I progressed further through the Western Cape without too many hassles and moved into the Northern Cape; providing me with climbing roads that wound past small towns all the way until Springbok. The area is known for its flower blooms in late August, which carpet the ground in a sea of bright colours. Considering I was a little early for that, I’ll remember the area for the small towns that became a constant of broken glass, loitering men (always men), and more alcohol shops than grocery shops. It wasn’t the Africa I was daydreaming about when working long days in Australia.
From Springbok I cycled the remaining 125Km to the Namibian border. A smooth decent brought me to the Orange River where I met Rick, a Dutch cyclist at the end of his Cairo to Cape Town journey. He told me tales of Malaria in Uganda, stone throwing kids in Ethiopia, hyenas around his tent on ten separate occasions and cycling away from an elephant that was charging him.

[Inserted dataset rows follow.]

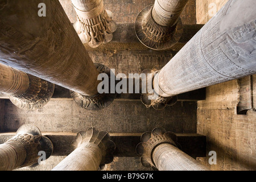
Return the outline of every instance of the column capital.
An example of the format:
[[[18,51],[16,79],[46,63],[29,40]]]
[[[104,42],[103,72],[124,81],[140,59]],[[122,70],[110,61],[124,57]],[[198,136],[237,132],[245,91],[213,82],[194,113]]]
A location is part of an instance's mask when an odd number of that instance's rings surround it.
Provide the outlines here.
[[[71,143],[71,148],[75,150],[81,145],[84,146],[84,144],[88,147],[98,147],[102,155],[100,167],[113,161],[115,144],[110,140],[110,136],[107,132],[99,131],[94,127],[89,128],[86,131],[79,132],[76,139]]]
[[[151,132],[144,132],[141,138],[141,142],[136,147],[137,154],[141,157],[141,162],[146,167],[157,169],[153,160],[153,152],[162,144],[168,144],[176,147],[180,145],[177,142],[177,136],[172,132],[167,132],[162,127],[156,127]]]
[[[52,154],[53,146],[47,137],[42,136],[39,129],[32,125],[20,127],[16,135],[0,145],[1,170],[13,170],[38,163],[39,151],[45,152],[44,159]]]
[[[135,32],[145,46],[155,50],[166,50],[176,44],[183,32],[180,15],[188,1],[164,2],[144,9],[137,16]]]

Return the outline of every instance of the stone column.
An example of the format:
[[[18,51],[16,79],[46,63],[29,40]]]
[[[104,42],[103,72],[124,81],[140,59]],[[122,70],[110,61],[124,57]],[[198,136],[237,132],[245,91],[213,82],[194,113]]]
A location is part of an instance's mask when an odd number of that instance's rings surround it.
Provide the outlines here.
[[[155,0],[143,9],[135,22],[136,34],[142,44],[155,50],[176,44],[183,32],[180,15],[188,0]]]
[[[47,159],[52,154],[53,147],[51,140],[42,136],[38,127],[23,125],[15,136],[0,144],[0,171],[11,171],[35,164],[41,155],[39,151],[45,152]]]
[[[77,13],[74,27],[83,43],[93,48],[107,43],[117,30],[112,13],[105,10],[103,0],[72,0]]]
[[[52,171],[97,171],[113,159],[114,143],[105,131],[90,128],[77,134],[71,144],[75,150]]]
[[[0,93],[7,94],[17,107],[40,109],[49,101],[53,91],[54,84],[0,64]]]
[[[145,132],[136,150],[143,166],[159,171],[207,171],[202,164],[178,148],[176,135],[163,128]]]
[[[228,1],[167,65],[152,71],[148,82],[156,100],[255,74],[255,5]]]
[[[0,9],[0,63],[72,90],[85,109],[113,101],[115,94],[97,88],[100,72],[109,69],[93,63],[59,1],[3,1]]]

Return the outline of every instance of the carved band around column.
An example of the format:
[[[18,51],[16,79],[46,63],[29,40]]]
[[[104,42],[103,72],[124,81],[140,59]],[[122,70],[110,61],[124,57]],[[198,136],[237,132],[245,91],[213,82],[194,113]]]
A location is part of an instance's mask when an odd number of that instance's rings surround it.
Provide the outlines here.
[[[100,73],[105,73],[108,75],[109,79],[112,76],[114,76],[114,74],[110,69],[100,63],[94,63],[97,69]],[[115,79],[114,78],[114,80]],[[110,81],[109,81],[109,88],[110,88]],[[71,97],[75,102],[81,107],[90,110],[97,110],[108,107],[114,101],[117,96],[117,93],[99,93],[93,96],[85,96],[77,92],[70,90]]]
[[[0,169],[4,171],[37,164],[40,151],[45,152],[46,159],[53,152],[51,140],[42,136],[39,129],[31,125],[22,126],[15,136],[0,145]]]
[[[158,146],[162,144],[169,144],[180,147],[177,143],[175,134],[172,132],[167,132],[163,128],[156,127],[151,132],[145,132],[142,134],[141,143],[136,147],[136,152],[141,156],[141,161],[143,166],[157,169],[153,160],[153,152]]]
[[[42,108],[49,102],[54,92],[54,84],[29,74],[29,86],[20,94],[10,94],[10,101],[17,107],[26,110]]]
[[[93,2],[78,3],[77,1],[72,1],[77,14],[77,22],[74,27],[83,43],[88,43],[91,47],[96,48],[112,40],[112,33],[115,31],[117,26],[112,20],[112,13],[105,10],[103,1],[95,1],[95,5]],[[79,5],[80,7],[76,6]]]
[[[139,14],[135,22],[135,32],[145,46],[155,50],[165,50],[178,42],[183,28],[179,17],[180,13],[174,14],[168,18],[163,16],[156,11],[157,1]]]

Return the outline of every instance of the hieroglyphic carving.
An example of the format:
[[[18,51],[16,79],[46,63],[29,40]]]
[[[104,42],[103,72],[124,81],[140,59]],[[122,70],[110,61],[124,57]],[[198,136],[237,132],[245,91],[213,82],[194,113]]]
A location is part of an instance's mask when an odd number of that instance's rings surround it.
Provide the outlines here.
[[[113,161],[115,144],[108,133],[90,127],[77,133],[71,147],[74,151],[53,171],[97,170]]]
[[[183,33],[179,16],[187,2],[156,0],[154,6],[143,9],[135,22],[136,34],[142,44],[152,49],[163,50],[177,43]]]
[[[40,109],[52,96],[54,84],[3,64],[0,70],[0,89],[17,107]]]
[[[177,136],[157,127],[141,136],[136,151],[143,166],[160,171],[208,170],[204,166],[185,154],[180,148]]]
[[[236,11],[235,4],[229,2],[159,72],[160,94],[174,96],[256,72],[255,19],[225,30],[220,26]]]
[[[14,137],[0,144],[0,170],[13,170],[36,164],[40,151],[43,151],[46,159],[48,159],[53,151],[51,141],[42,136],[36,126],[24,125]]]
[[[96,48],[112,40],[117,27],[112,13],[105,10],[102,0],[72,2],[77,14],[74,27],[83,43]]]

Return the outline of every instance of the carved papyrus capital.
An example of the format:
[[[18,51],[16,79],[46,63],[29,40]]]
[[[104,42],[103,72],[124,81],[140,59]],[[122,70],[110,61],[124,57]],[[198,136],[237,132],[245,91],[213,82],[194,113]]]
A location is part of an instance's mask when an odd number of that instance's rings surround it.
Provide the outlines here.
[[[29,86],[26,91],[19,94],[10,94],[10,101],[17,107],[26,110],[36,110],[47,104],[54,92],[54,84],[48,81],[26,74]]]
[[[153,159],[153,152],[156,148],[163,144],[171,144],[177,147],[176,135],[172,132],[167,132],[162,127],[156,127],[151,132],[144,133],[141,138],[141,142],[136,147],[138,155],[141,156],[141,161],[146,167],[152,167],[157,169]]]
[[[172,106],[177,102],[177,96],[163,97],[160,93],[162,90],[159,90],[157,82],[155,78],[158,76],[158,70],[155,68],[152,69],[145,69],[142,73],[147,75],[146,77],[147,88],[146,93],[142,94],[141,100],[147,107],[153,107],[156,110],[163,110],[166,106]],[[157,80],[157,79],[156,79]]]
[[[51,140],[42,136],[38,127],[24,125],[15,136],[0,145],[0,170],[10,171],[36,164],[39,151],[44,151],[46,159],[52,153]]]
[[[174,46],[183,32],[179,16],[188,1],[155,0],[154,5],[138,15],[135,31],[139,40],[155,50],[164,50]]]
[[[116,93],[112,93],[110,90],[112,85],[110,85],[110,80],[113,77],[112,79],[115,80],[114,73],[110,69],[103,64],[94,63],[94,65],[100,73],[106,74],[108,77],[109,89],[110,89],[108,93],[102,94],[97,93],[92,96],[85,96],[72,90],[70,91],[71,97],[77,105],[81,107],[90,110],[97,110],[108,107],[112,103],[117,96]]]
[[[110,136],[107,132],[99,131],[94,127],[89,128],[86,131],[80,131],[77,133],[76,140],[72,143],[71,147],[75,150],[85,143],[92,146],[92,147],[94,146],[98,147],[102,155],[100,167],[113,161],[115,144],[110,140]]]

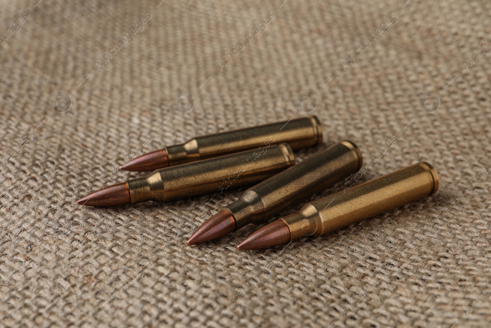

His stories filled me with nerves and excitement and gave me hope at a more exciting adventure than the last few weeks.
Whilst cycling in South Africa hasn’t had me gasping in amazement, the current political and social climate sure made up for any lull moments.
Just before I had arrived, contentious political mandates have acted as a catalyst to already burning issues. The ruling ANC (African National Congress) has floated an “exoneration without compensation” policy that transfers white owned agricultural land to black South Africans. Perhaps it’s just a political distraction from a party drowning in corruption charges and dwindling support, but it still doesn’t help an already fragile situation. And purely from an outsiders view it was fascinating, provocative and even a little scary.
Often people would assume me for a white South African, if they were black we would ignore each other, if they were white I might get a question about the bike. But as soon as both parties realised I was from overseas both would engage in fun, light-hearted conversation.
But, by the time I had left the country I had almost exclusively talked to white people. After constantly hearing all their doom and gloom I started second guessing my own intuition and instinct. I rarely wild camped, and I watched my possessions with even more care. All of this was completely unintentional, and I hardly consider myself a racist. But, I think the constant barrage of racial separation, demonization and distrust had its own negative effect on me. It put a small dampener on an otherwise fantastic country.
The irony in reading Nelson Mandela’s, Long Walk to Freedom, really hit me. Apartied has finished in an official capacity, but it’s alive in many facets scattered throughout every day in modern South Africa. The racial stalemate will continue to abide.